The cut utility is another alternative to colrm and awk. It’s designed for removing portions of a file. cut isn’t a full programming language, but it can make more complex transformations than simply deleting a range of columns. However, although it’s a simple tool at heart, it can get tricky; I usually find that, when colrm runs out of steam, it’s best jumping all the way to awk.

We’re still a little short of our goal: how do we count the number of oblasts on each band? At this point, I use a really cheesy solution: another grep, followed by wc:

 $ grep '599 [A-Z][A-Z]' rudx-log.txt  | awk '{print $2 " " $11}' |      sort | uniq | grep 21000 | wc       20      40     180 $ grep '599 [A-Z][A-Z]' rudx-log.txt  | awk '{print $2 " " $11}' |      sort | uniq | grep 14000 | wc       26      52     234 ... 

OK, 20 oblasts on the 21 MHz band, 26 on the 14 MHz band. And at this point, there are two questions you really should be asking. First, why not put grep 21000 first, and save the awk invocation? That’s just how the script developed. You could put the grep first, though you’d still need to strip extra gunk from the file. Second: What if there are gigabytes of data? You have to run this command for each band, and for some other project, you might need to run it dozens or hundreds of times. That’s a valid objection. To solve this problem, you need a more complex awk script (which has associative arrays in which you can save data), or you need a programming language such as perl, python, or ruby. At the same time, we’ve gotten fairly far with our data exploration, using only the simplest of tools.

Now let’s up the ante. Let’s say that there are a number of directories with lots of files in them, including these rudx-log.txt files. Let’s say that these directories are organized by year (2001, 2002, etc.). And let’s say we want to count oblasts across all the years for which we have records. How do we do that?

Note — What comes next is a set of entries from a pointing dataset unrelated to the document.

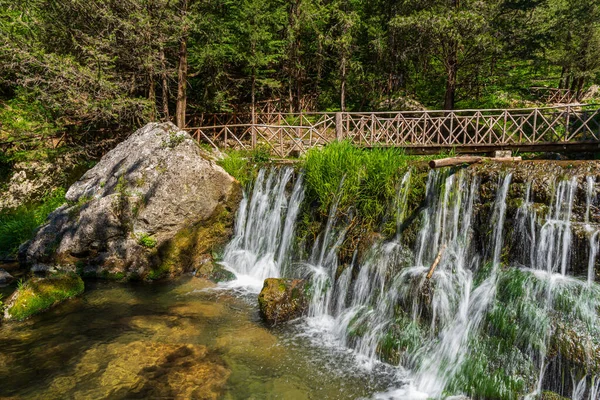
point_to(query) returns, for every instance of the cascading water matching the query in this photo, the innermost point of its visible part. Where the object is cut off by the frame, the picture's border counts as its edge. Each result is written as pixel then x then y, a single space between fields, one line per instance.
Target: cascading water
pixel 435 321
pixel 264 229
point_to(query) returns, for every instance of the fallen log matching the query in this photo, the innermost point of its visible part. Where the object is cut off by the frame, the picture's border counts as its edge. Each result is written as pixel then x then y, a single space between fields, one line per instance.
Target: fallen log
pixel 436 262
pixel 455 161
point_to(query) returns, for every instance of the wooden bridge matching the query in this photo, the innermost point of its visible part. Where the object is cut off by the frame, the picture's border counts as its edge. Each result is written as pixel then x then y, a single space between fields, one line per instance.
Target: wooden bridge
pixel 565 128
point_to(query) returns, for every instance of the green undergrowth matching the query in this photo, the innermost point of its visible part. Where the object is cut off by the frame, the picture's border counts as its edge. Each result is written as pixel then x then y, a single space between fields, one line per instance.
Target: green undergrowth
pixel 19 225
pixel 244 165
pixel 39 294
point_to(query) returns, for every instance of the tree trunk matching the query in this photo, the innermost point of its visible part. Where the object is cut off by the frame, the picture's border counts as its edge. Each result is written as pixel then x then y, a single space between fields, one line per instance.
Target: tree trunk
pixel 253 93
pixel 152 94
pixel 182 71
pixel 451 71
pixel 343 85
pixel 165 85
pixel 450 96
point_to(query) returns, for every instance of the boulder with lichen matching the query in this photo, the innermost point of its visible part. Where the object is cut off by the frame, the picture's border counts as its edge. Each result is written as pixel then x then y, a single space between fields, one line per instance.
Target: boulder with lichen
pixel 154 206
pixel 282 300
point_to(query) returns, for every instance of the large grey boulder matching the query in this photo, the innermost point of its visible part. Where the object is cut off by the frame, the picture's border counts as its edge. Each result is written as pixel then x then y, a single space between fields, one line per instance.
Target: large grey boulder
pixel 124 214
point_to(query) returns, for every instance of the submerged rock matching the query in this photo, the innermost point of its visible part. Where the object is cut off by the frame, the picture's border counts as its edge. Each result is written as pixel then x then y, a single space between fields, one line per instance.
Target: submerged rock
pixel 39 294
pixel 281 300
pixel 153 206
pixel 143 369
pixel 5 277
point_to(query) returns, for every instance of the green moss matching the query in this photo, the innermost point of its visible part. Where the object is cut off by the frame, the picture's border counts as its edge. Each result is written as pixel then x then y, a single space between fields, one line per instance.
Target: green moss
pixel 39 294
pixel 488 373
pixel 547 395
pixel 239 165
pixel 18 226
pixel 112 276
pixel 193 247
pixel 146 240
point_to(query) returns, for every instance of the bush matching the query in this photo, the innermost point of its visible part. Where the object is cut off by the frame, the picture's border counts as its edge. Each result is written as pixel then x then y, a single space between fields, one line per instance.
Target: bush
pixel 19 226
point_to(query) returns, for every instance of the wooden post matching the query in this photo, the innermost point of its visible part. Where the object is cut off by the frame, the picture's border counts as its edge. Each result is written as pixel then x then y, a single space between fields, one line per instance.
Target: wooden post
pixel 339 128
pixel 253 128
pixel 504 129
pixel 372 136
pixel 567 123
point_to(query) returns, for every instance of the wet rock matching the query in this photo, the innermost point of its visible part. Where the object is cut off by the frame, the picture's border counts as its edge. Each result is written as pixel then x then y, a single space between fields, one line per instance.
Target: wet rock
pixel 39 294
pixel 281 300
pixel 544 177
pixel 129 214
pixel 31 181
pixel 5 277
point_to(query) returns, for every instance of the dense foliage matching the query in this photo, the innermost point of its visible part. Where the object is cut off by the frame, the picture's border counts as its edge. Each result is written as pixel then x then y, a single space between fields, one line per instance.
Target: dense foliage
pixel 94 68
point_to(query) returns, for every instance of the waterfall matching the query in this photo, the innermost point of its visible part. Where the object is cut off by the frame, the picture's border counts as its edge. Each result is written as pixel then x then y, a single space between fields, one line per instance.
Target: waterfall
pixel 589 196
pixel 433 285
pixel 264 229
pixel 445 358
pixel 593 254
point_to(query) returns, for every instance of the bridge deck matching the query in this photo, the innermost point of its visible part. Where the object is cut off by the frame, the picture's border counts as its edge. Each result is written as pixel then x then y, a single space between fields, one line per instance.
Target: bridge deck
pixel 567 128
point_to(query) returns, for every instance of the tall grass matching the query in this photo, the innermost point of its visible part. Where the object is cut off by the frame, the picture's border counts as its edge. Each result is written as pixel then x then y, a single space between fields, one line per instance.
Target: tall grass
pixel 370 177
pixel 19 225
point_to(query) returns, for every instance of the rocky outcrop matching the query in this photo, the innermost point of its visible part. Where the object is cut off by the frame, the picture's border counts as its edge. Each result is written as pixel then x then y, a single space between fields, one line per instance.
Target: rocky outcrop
pixel 544 177
pixel 40 294
pixel 5 277
pixel 281 300
pixel 129 214
pixel 32 181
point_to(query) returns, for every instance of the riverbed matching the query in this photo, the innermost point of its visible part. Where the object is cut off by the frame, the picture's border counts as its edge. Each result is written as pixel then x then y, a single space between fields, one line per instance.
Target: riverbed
pixel 183 339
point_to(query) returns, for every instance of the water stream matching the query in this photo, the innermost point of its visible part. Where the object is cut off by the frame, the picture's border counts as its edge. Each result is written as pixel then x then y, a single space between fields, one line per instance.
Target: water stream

Here’s where we need find. My first approach is to take the filename (rudx-log.txt) out of the grep command, and replace it with a find command that looks for every file named rudx-log.txt in subdirectories of the current directory:

 $ grep '599 [A-Z][A-Z]' `find . -name rudx-log.txt -print`  |    awk '{print $2 " " $11}' | sort | uniq | grep 14000 | wc       48      96     432 

OK, so 48 directories on the 14 MHz band, lifetime. I thought I had done better than that. What’s happening, though? That find command is simply saying “look at the current directory and its subdirectories, find files with the given name, and print the output.” The backquotes tell the Unix shell to use the output of find as arguments to grep. So we’re just giving grep a long list of files, instead of just one. Note the -print option: if it’s not there, find happily does nothing.

We’re almost done, but there are a couple of bits of hair you should worry about. First, if you invoke grep with more than one file on the command line, each line of output begins with the name of the file in which it found a match:

 ... ./2008/rudx-log.txt:QSO: 14000 CW 2008-03-15 1526 W1JQ      599 0054  UA6YW         599 AD ./2009/rudx-log.txt:QSO: 14000 CW 2009-03-21 1225 W1JQ      599 0015  RG3K          599 VR ... 

We’re lucky. grep just sticks the filename at the beginning of the line without adding spaces, and we’re using awk to print selected whitespace-separated fields. So the number of any field didn’t change. If we were using colrm, we’d have to fiddle with things to find the right columns. If the filenames had different lengths (reasonably likely, though not possible here), we couldn’t use colrm at all. Fortunately, you can suppress the filename by using greph.

The second piece of hair is less common, but potentially more troublesome. If you look at the last command, what we’re doing is giving the find command a really long list of filenames. How long is long? Can that list get too long? The answers are “we don’t know,” and “maybe.” In the nasty old days, things broke when the command line got longer than a few thousand characters. These days, who knows what’s too long … But we’re doing “big data,” so it’s easy to imagine the find command expanding to hundreds of thousands, even millions of characters. More than that, our single Unix pipeline doesn’t parallelize very well; and if we really have big data, we want to parallelize it.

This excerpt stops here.